Growing up in the African bush, Tippi Benjamine Okanti Degré (born 4 June 1990) napped with lions, rode elephants, and was generally all-around awesome.
Tippi was named after Tippi Hedren, the actress who starred in Alfred Hitchcock’s The Birds.
These photos, which were taken in the 1990s, are among the shots included in the book Tippi: My Book of Africa, which was released 2012.
Riding a five-ton elephant, whom she called ‘my brother’, chilling with a cheetah or hugging a giant bullfrog as if it were a Teddy bear. The childhood of a French girl Tippi Degre sounds more like a newer version of Mowgli, rather than something real. A white child, she was born in Namibia to French wildlife photographer parents, and grew up in Africa. Tippi spent her whole childhood playing with wild animals including lion cubs, a mongoose, a snake, a cheetah, baby zebra, giraffes and crocodiles.
The little girl saw nothing unusual about her company: “I don’t have friends here. Because I never see children. So the animals are my friends,” she once said.
Tippi is now 23 years old, and the only child to wildlife photographer parents Sylvie Robert and Alain Degre, who published her photos in a book called Tippi of Africa. “It was magical to be able to be free in this nature with this child. She was a very lucky little girl – she was born and raised until the age of 10 totally in the wild.” said Sylvie.
“She was so at ease with animals. She would talk to them with her eyes and her heart,” said Tippi’s mom, Sylvie, who said her precocious daughter was known as “The Girl Who Talked to Animals.”
“I don’t have friends here. Because I never see children. So the animals are my friends”.
– Tippi Degré
These animals were not totally wild. They were living in a national park, so they were used to contact with human beings. I would not dare to walk and play with really wild unknown lions. The only really wild friend I had was a giant frog, Tippi Degré says.
Parental ‘Do’s and Don’ts’ aside, I think a lot of us would have loved to have such a profound childhood. There’s something beautifully right and familiar about this girl’s endeavours with all these animals and her connection with nature.
Adopted by Africa
Growing up in Africa, Tippi was living amongst the native tribespeople of Namibia. It was these tribesmen who took Tippi under their wing and taught her how to survive in the wild, how to feed herself on roots and berries, how to hunt and speak their language. The bushmen of the Kalahari clearly watched over the young French girl as one of their own.
After living in Africa for ten years, Tippi’s parents took her back to their home country and sent her to a French state school. By then, Tippi was already a celebrity in France. She had her own book published Tippi of Africa, which became a best-selling novel.

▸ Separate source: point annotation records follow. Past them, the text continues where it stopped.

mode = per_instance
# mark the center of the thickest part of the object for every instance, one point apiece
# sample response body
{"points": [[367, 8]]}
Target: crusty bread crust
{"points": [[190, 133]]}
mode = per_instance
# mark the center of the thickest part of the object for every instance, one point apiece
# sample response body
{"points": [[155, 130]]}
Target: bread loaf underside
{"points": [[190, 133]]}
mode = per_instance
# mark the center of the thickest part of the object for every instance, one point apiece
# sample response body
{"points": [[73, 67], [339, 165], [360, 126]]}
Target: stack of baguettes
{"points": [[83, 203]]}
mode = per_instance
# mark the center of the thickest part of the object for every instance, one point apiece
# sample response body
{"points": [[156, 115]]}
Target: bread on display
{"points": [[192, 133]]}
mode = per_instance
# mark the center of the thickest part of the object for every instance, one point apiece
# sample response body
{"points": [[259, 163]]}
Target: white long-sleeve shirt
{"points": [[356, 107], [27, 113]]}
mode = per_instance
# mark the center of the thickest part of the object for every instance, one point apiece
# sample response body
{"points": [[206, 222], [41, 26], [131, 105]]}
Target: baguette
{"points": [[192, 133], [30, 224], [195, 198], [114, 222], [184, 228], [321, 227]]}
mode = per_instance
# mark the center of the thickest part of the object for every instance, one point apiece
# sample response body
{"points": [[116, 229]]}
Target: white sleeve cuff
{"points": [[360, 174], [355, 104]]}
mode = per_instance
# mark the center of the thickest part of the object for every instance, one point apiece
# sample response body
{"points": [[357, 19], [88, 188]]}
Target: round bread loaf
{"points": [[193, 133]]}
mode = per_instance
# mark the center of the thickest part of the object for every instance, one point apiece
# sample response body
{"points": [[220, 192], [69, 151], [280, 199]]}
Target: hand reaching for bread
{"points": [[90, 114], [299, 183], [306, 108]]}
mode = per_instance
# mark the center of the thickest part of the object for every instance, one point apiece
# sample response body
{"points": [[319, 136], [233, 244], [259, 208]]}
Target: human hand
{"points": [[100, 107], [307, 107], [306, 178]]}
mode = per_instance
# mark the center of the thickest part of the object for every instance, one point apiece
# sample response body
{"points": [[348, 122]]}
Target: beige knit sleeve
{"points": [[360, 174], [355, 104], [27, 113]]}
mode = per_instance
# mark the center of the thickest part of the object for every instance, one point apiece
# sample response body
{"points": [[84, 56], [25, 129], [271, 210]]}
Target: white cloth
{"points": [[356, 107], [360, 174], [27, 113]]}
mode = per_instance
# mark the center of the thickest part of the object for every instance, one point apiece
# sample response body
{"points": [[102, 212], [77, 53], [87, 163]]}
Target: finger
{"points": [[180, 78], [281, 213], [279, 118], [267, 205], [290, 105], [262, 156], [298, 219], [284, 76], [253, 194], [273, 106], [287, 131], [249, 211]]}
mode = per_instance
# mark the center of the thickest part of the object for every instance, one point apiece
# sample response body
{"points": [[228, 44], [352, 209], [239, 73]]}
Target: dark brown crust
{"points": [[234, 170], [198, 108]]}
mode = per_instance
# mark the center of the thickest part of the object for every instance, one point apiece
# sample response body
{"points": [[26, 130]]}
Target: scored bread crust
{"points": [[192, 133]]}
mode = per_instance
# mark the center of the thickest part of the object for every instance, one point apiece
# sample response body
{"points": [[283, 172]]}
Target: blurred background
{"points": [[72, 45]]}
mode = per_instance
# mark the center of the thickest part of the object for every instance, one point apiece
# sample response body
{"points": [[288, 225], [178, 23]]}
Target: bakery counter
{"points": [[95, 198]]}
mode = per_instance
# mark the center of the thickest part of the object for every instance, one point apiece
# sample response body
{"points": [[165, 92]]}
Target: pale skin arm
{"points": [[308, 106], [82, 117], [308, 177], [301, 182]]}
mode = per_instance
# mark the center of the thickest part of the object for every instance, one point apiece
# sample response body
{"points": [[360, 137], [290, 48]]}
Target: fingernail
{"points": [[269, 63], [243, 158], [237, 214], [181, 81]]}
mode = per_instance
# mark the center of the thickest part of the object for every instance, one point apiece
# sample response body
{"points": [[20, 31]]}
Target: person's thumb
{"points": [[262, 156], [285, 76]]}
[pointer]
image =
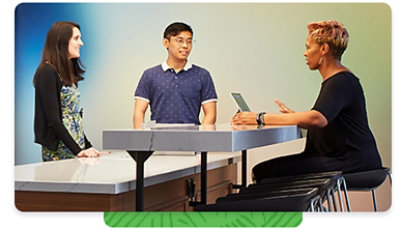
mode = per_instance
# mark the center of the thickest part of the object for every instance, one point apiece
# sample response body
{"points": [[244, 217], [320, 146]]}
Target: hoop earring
{"points": [[321, 60]]}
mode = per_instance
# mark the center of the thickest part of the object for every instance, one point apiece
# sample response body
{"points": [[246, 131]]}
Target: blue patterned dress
{"points": [[72, 120]]}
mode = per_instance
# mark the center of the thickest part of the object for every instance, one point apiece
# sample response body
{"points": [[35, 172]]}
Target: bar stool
{"points": [[299, 200], [367, 181], [337, 182]]}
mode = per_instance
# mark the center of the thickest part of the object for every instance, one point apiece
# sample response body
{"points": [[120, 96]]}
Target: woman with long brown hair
{"points": [[58, 123]]}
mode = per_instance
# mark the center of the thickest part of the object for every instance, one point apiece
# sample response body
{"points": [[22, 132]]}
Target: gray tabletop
{"points": [[203, 138]]}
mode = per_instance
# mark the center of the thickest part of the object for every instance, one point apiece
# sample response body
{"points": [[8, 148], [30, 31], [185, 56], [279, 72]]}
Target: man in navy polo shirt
{"points": [[176, 89]]}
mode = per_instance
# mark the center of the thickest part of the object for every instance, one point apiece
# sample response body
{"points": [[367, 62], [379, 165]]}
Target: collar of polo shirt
{"points": [[165, 66]]}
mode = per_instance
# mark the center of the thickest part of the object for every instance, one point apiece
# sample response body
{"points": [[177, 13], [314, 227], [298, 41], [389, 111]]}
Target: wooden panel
{"points": [[168, 196]]}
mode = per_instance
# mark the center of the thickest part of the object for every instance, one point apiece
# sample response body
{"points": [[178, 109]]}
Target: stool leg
{"points": [[340, 199], [347, 200], [329, 193], [374, 197], [334, 201]]}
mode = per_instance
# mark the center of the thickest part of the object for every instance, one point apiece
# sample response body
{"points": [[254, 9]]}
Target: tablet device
{"points": [[240, 102]]}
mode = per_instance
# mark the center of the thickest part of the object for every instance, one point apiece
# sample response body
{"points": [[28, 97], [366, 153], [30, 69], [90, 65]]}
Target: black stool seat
{"points": [[293, 202], [332, 175], [273, 193], [367, 180]]}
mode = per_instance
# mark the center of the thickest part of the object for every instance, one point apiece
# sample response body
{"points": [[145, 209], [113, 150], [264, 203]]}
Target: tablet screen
{"points": [[241, 104]]}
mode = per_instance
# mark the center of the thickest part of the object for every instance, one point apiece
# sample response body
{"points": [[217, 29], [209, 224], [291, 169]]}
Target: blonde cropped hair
{"points": [[331, 32]]}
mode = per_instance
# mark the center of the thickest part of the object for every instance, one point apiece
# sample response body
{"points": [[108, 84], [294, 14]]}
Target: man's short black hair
{"points": [[176, 28]]}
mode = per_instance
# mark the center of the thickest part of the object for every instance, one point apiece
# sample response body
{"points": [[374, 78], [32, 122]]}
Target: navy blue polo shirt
{"points": [[176, 97]]}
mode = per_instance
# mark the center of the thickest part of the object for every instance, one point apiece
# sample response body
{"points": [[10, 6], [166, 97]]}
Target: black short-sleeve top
{"points": [[347, 138]]}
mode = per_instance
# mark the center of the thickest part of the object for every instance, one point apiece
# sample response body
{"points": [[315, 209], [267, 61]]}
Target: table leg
{"points": [[243, 171], [140, 157], [203, 178]]}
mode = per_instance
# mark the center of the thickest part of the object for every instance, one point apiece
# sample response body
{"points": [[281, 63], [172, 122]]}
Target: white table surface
{"points": [[113, 173]]}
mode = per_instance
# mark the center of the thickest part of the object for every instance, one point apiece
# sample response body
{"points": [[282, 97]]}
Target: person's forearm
{"points": [[209, 119], [311, 119]]}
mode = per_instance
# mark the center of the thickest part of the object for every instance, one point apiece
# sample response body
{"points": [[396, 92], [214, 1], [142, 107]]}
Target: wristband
{"points": [[260, 118]]}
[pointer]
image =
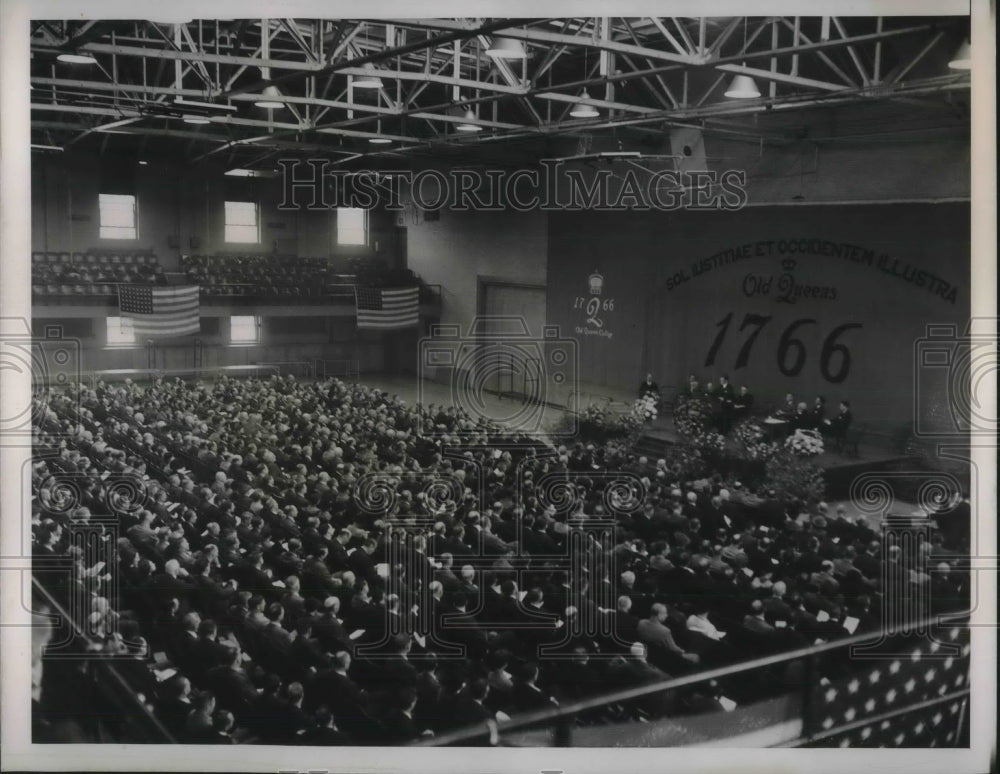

Unfortunately, Tippi did not adjust to the concrete jungle as well as she had in the African jungle.
Tippi found school difficult and it became clear she had little in common with other children in Paris. After two years her parents decided to have her homeschooled.
As a teen, Tippi returned to southern Africa to make six nature documentaries with the Discovery Channel.
Tippi is now 23 years old, having studied cinema at la Sorbonne Nouvelle University in Paris. She has also supervised the well-being and treatment of tigers for a popular international game show in Fort Boyard, France.
It appears in her adulthood, Tippi has shied away from her life as a celebrity and tried to continue a more private and normal life. Very little news of her life today is available.
There’s also a documentary on Tippi’s young life in Africa, but unfortunately it’s only in French with no subtitles.